La première étape de l’ADM est hors du cycle (Preliminary ), il s’agit de préparer l’organisation au processus continu qui sera mis en place. Pour cela, une structure de gouvernance doit être créée, ainsi qu’une équipe dédiée au processus continu d’EA, et enfin un dépôt pour stocker les informations de l’architecture.
La phase A du cycle consiste à poser les bases de l’existant, et définir des objectifs pour l’organisation. Les acteurs liés à la prise de décision stratégique interviennent dans cette phase et doivent être réunis pour poser les buts souhaités pour l’entreprise. Un accord se fait sur ce que l’entreprise cherche à atteindre au début du projet, et vers quels autres objectifs elle doit se tourner d’ici la fin de la 1 ère itération. Les architectures de haut niveau actuelles et à venir sont ainsi décrites dans des modèles as-is to-be. Des KPI devraient être décidés pour mesurer le changement à la fin du projet.
Les résultats de l’étape Preliminary et de la phase A sont à organiser dans un document « Statement of Architecture Work » à faire approuver par le sponsor du projet, et qui peut servir de contrat entre l’architecte et le client.
FEA : Federal Enterprise Architecture
Initié par le gouvernement des États-Unis d’Amérique afin de construire une architecture pour l’ensemble de son gouvernement, le framework FEA couvre l’ensemble des composants attendus : une méthode d’EA, une description d’EA, et un moteur d’EA. FEA essaye de laisser le soin à chaque OU/BU de créer sa propre architecture, tout en s’insérant dans un framework global offrant des standards communs d’interopérabilité. FEA est composé de 6 éléments centraux [17] :
— découpage de l’organisation en plusieurs segments sur lesquels une architecture sera aussi conduite
— 5 modèles de référence pour servir de base de réflexion aux éléments importants à représenter (dans la 1 ère version)
— un processus pour créer l’architecture (l’EA) de chaque segment
— un processus de transition pour passer de l’état existant à celui visé pour l’organisation
— une taxonomie pour trier le contenu de l’organisation dans les modèles FEA
— des directives pour mesurer le degré de succès de FEA
Les segments (les principales activités nécessaires au métier) peuvent être de 2 types : core mission (le cœur de métier de l’OU/BU : la santé, le transport, …) ou business service (les services nécessaires pour faire fonctionner un métier : les finances, achats, …).

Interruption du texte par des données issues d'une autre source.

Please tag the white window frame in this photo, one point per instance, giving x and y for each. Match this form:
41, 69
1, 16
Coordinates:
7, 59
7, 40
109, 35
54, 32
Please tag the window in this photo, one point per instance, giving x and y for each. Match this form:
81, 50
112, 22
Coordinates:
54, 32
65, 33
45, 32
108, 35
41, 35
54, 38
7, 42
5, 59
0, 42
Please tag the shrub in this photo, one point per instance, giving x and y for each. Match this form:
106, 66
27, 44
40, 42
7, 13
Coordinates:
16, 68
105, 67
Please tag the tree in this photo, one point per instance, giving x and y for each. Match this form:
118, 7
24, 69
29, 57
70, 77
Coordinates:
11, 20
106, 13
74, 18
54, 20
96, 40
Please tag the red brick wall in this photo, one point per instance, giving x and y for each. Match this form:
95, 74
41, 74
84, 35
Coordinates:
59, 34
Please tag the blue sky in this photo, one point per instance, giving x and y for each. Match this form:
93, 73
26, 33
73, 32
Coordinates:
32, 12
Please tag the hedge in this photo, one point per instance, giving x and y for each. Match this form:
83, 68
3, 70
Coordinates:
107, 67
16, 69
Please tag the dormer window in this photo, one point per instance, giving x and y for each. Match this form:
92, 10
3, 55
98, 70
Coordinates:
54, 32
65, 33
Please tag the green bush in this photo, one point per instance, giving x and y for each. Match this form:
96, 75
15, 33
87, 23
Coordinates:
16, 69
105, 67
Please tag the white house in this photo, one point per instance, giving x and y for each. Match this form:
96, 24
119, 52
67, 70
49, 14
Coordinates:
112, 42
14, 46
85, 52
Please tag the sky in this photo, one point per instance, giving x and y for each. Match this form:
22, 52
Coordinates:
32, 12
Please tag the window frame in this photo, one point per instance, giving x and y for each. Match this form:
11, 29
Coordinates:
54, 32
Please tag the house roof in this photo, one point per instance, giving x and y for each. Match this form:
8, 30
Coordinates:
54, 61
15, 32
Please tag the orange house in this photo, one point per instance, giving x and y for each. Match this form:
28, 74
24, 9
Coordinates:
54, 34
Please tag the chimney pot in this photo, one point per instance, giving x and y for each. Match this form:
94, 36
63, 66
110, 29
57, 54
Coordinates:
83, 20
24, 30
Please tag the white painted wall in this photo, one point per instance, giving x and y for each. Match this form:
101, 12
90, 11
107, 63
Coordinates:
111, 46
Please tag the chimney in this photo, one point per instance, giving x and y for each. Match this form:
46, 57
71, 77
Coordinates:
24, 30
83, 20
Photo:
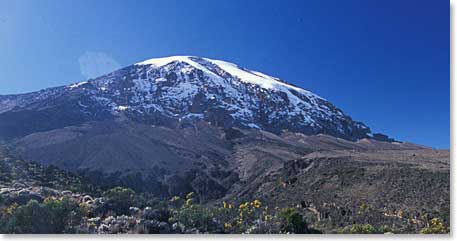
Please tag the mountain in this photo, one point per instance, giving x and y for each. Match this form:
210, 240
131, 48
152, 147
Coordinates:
178, 91
179, 124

Les segments core-mission sont gérés et décidés en interne de l’OU/BU, tandis que les business services sont sous le contrôle de l’ensemble de l’entreprise. FEA inclut 3 artefacts pour décrire l’architecture des segments initiaux, l’architecture des segments cibles, et la stratégie de transition.
Les 5 modèles de référence de la 1ère version s’occupent : de la performance (choix des critères et mesures), du métier (vue fonctionnelle des lignes métier), des composants de service (comment les services informatiques supportent les fonctions métier), de la technique (choix des technologies et standards pour les composants de service), et des données (description des données pour partage au sein de l’ensemble de l’entreprise). Une 2ème version (FEAF-II Federal Enterprise Architecture Framework ) a modifié ces modèles de référence pour en former 6 : performance, métier, données, application, infrastructure, sécurité.
FEA définie un processus en 4 étapes pour créer l’architecture de chaque segment :
1. Analyse d’architecture : scope du segment, analyse de l’existant, des problèmes, et définition rapide de l’état final voulu
2. Définition de l’architecture : définition détaillée de l’architecture cible, et de la roadmap nécessaire pour l’atteindre, la stratégie de transition et les KPI de réussite
3. Stratégie d’investissement et de financement : comment financer les projets de transition
4. Plan de gestion du programme et projets de mise en œuvre : détail des plans de migration, leurs suivis, et de leurs KPI
Pour maintenir l’architecture à jour, FEA contient également un moteur sous forme d’activité : maintenance de l’architecture des segments (segment architecture maintenance). Cette activité impose de surveiller, lister et prioriser tous les évènements pouvant mener à un changement dans l’architecture.
EM : For Enterprise Modeling
[20] La méthode 4EM est dédiée à créer les éléments qui serviront à représenter l’organisation dans son ensemble. Elle est composée de 3 éléments principaux pour fonctionner : une procédure de modélisation utilisant une notation précise, une mesure de performance d’EM sous forme de projet avec des rôles précis, un processus participatif pour impliquer les parties prenantes de l’entreprise et les experts du domaine. 4EM est un modèle générant plusieurs sous-modèles utilisés dans plusieurs aspects de l’entreprise.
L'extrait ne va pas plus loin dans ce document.